Detailed Description
The technical solutions of the present invention will be described clearly and completely with reference to specific embodiments of the present invention, and it should be understood that the described embodiments are only a part of the embodiments of the present invention, and not all of the embodiments. All other embodiments, which can be derived by a person skilled in the art from the embodiments given herein without making any creative effort, shall fall within the protection scope of the present invention.
Example 1
Synthetic route of water-soluble polyurea antibacterial molecule (6U):
Figure BDA0003184791480000051
1) synthesis of fragment Compound 3
The amine compound (0.8g,3.5mmol) was dissolved in 20ml THF, the o-nitroisocyanate (0.437g,1.75mmol) was dissolved in 20ml THF, the two different reaction solutions were added dropwise and the temperature was raised to 80 ℃. Reflux was carried out with vigorous stirring for 2.5 hours to give a large amount of yellow solid, and the liquid was discarded by suction filtration. The resulting yellow solid was washed with anhydrous tetrahydrofuran and diethyl ether, respectively, under sonication, and dried in a vacuum oven to give pure compound 3(0.98g,1.4mmol) as a yellow solid in 85% yield.

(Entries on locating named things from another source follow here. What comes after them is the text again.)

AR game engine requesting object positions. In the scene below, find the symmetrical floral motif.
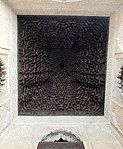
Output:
[18,16,109,115]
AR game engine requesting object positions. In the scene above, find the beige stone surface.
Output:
[8,0,123,16]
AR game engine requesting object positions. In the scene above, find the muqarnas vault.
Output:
[18,16,109,116]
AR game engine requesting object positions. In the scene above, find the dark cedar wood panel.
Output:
[18,16,109,116]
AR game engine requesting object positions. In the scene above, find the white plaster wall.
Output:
[0,0,17,134]
[105,6,123,140]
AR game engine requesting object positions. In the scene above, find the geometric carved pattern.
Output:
[0,59,6,86]
[18,16,109,115]
[117,66,123,93]
[41,130,81,142]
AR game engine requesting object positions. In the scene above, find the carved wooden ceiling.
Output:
[8,0,123,16]
[18,16,109,115]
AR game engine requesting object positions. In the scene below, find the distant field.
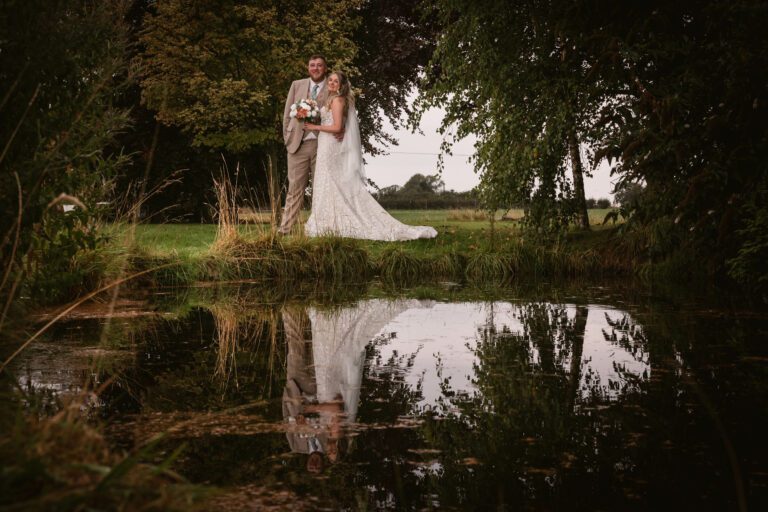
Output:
[124,209,610,257]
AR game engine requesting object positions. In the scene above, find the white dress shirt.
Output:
[303,78,325,140]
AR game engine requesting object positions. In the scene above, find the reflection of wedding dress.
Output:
[304,106,437,241]
[308,299,431,422]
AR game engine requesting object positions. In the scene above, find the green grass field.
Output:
[123,209,610,258]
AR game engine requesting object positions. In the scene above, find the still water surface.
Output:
[15,286,768,510]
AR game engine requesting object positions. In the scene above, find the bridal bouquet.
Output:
[290,99,320,124]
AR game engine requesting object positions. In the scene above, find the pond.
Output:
[14,283,768,510]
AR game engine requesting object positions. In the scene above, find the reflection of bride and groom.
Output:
[279,55,437,241]
[283,299,424,473]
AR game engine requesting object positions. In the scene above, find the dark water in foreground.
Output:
[14,287,768,510]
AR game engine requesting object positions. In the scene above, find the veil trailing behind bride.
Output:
[304,105,437,241]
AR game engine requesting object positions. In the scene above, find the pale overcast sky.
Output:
[365,105,613,199]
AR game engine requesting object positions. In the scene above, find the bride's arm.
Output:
[304,97,344,133]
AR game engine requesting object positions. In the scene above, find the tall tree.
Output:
[353,0,437,154]
[416,0,601,234]
[0,0,128,304]
[139,0,359,158]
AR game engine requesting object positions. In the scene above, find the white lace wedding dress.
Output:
[304,106,437,241]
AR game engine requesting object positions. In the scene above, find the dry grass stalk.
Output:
[213,162,238,246]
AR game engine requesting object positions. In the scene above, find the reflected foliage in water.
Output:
[10,282,768,510]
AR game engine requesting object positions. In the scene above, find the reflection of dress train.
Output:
[308,299,431,423]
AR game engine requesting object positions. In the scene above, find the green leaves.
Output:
[138,0,359,152]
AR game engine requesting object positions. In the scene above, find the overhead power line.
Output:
[380,151,472,156]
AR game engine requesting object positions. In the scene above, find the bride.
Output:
[304,71,437,241]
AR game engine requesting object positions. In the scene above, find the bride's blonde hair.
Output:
[327,71,355,117]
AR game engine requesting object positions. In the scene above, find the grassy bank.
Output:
[117,210,640,284]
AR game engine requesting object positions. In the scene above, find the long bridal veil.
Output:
[341,105,366,185]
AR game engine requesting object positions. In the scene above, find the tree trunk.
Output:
[568,132,589,230]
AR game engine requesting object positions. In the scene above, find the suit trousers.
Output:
[279,139,317,234]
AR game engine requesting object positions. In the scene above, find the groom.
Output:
[278,55,328,235]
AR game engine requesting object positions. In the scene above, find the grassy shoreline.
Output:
[115,210,643,285]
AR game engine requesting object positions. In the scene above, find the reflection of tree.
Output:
[416,303,588,507]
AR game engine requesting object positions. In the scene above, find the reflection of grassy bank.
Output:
[121,210,643,284]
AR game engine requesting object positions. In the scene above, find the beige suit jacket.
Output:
[283,78,328,153]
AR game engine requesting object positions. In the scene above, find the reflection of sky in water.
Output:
[372,302,650,406]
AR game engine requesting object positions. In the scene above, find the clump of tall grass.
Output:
[465,252,512,279]
[375,247,424,280]
[214,236,371,280]
[213,165,238,247]
[446,209,489,221]
[0,401,204,511]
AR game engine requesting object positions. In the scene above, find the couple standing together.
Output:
[279,55,437,241]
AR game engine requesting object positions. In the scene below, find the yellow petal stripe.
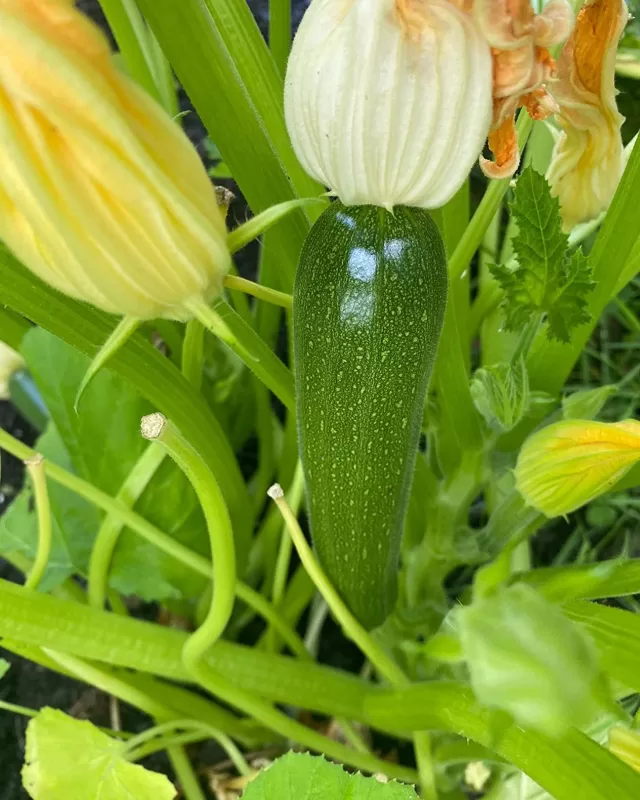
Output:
[515,420,640,517]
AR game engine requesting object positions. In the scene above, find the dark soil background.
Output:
[0,0,309,800]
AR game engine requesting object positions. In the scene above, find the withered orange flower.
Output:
[547,0,629,230]
[474,0,573,178]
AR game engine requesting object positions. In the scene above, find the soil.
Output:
[0,0,309,800]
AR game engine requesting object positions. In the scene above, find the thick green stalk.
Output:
[87,444,164,608]
[0,430,306,658]
[141,414,236,676]
[189,298,295,410]
[0,246,253,556]
[269,484,437,800]
[224,275,293,308]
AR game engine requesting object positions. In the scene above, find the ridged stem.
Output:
[24,454,51,589]
[140,414,236,677]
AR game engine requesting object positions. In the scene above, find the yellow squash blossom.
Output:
[547,0,629,230]
[515,419,640,517]
[0,0,230,319]
[0,342,24,400]
[474,0,573,178]
[285,0,491,208]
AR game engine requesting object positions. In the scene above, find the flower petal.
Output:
[547,0,628,230]
[515,420,640,517]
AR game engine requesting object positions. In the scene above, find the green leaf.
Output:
[490,166,595,342]
[22,708,177,800]
[0,245,253,573]
[138,0,322,291]
[471,358,530,433]
[562,600,640,692]
[459,584,610,736]
[242,753,418,800]
[19,329,208,601]
[0,424,100,592]
[514,559,640,603]
[562,383,618,419]
[22,329,149,494]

2) Synthesis of fragment Compound 4
Compound 3(0.9g,1.4mmol) and Pd/C10% (0.09g, cat.) were suspended in 200mL of THF at room temperature, and hydrazine hydrate (1.0mL) was added dropwise and the temperature was raised to 80 ℃. Reflux was carried out with vigorous stirring for 5 h, the solid was filtered off with suction, dissolved in DMF (50mL) and the Pd/C was removed by filtration through tight celite. The DMF solution of the dissolved product is evaporated to about 3ml, after standing at normal temperature, 200ml of anhydrous ether is slowly added, white precipitate is collected, the white solid is washed for 3 times by anhydrous tetrahydrofuran and anhydrous ether under the ultrasonic condition respectively, and vacuum drying is carried out to obtain pure white solid compound 4(0.6g,0.8mmol), wherein the yield is 75%.

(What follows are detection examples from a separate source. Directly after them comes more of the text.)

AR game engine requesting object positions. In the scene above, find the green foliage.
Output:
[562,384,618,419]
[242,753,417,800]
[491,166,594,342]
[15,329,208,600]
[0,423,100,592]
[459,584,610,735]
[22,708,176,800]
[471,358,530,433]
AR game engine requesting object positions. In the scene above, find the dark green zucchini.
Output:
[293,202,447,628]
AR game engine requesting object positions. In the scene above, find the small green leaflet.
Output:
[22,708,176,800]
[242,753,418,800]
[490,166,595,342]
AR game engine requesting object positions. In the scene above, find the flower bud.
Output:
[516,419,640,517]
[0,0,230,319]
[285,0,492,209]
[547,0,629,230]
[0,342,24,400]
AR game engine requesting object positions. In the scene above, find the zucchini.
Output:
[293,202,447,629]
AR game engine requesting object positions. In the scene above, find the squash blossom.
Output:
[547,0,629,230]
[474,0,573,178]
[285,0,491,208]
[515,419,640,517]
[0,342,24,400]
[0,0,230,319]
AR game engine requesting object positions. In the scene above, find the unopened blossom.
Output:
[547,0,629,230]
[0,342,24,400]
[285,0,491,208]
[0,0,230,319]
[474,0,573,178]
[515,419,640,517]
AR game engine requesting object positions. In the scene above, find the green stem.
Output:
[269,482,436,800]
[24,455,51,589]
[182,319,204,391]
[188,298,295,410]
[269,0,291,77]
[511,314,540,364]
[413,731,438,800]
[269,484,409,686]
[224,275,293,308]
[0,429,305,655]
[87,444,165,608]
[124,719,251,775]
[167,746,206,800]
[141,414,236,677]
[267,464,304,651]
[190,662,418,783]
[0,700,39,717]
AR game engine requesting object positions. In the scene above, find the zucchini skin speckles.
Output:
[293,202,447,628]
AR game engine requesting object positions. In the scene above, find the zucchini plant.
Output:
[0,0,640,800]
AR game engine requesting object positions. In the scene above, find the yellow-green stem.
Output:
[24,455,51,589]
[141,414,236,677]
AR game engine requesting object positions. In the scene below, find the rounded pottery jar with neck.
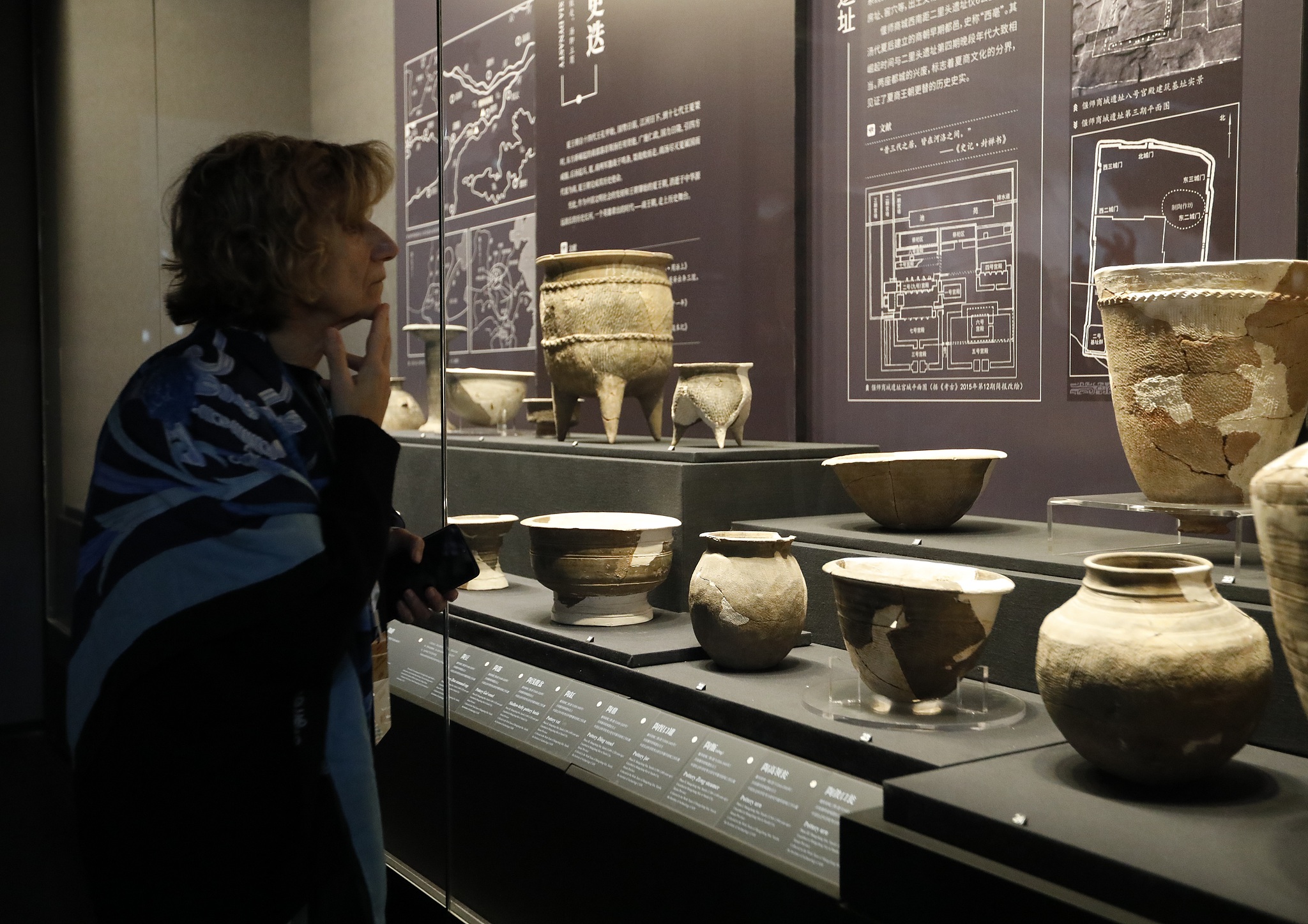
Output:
[522,512,681,626]
[690,531,809,670]
[403,324,468,432]
[450,513,518,591]
[382,375,427,430]
[1251,446,1308,726]
[1095,260,1308,507]
[673,362,754,450]
[536,250,673,443]
[821,558,1012,704]
[1036,552,1272,784]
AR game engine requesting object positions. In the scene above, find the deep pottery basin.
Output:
[823,558,1012,703]
[522,512,681,626]
[823,450,1008,529]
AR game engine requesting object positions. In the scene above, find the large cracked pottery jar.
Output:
[536,250,673,443]
[689,529,809,670]
[823,450,1008,531]
[522,512,681,626]
[821,558,1012,704]
[1036,552,1272,784]
[1095,260,1308,504]
[1251,446,1308,726]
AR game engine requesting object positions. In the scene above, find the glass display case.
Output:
[38,0,1308,924]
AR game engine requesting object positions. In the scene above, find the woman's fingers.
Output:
[323,328,354,413]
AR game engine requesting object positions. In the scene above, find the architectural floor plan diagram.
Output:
[866,161,1017,381]
[404,0,536,230]
[1081,139,1217,360]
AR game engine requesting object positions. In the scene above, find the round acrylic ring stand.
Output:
[803,657,1027,732]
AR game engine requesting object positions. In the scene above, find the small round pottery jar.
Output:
[522,512,681,626]
[450,513,518,591]
[1249,446,1308,711]
[821,558,1012,704]
[382,375,427,430]
[690,531,809,670]
[1036,552,1272,784]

3) Synthesis of fragment Compound 5
Compound 4(0.6g,0.8mmol) was dissolved in 2mL of DMF at room temperature, and a hot solution of 4,4' -methylenebis (phenylisocyanate) (0.263g,1.6mmol) in THF (20.0mL) was added dropwise to the solution, and the temperature was raised to 80 ℃. Reflux was carried out with vigorous stirring for 2.5 hours, and the precipitate was collected by filtration, washed 3 times with THF, dry ether and then dried in vacuo to give pure white compound 5(0.6g,0.58mmol) in about 80% yield.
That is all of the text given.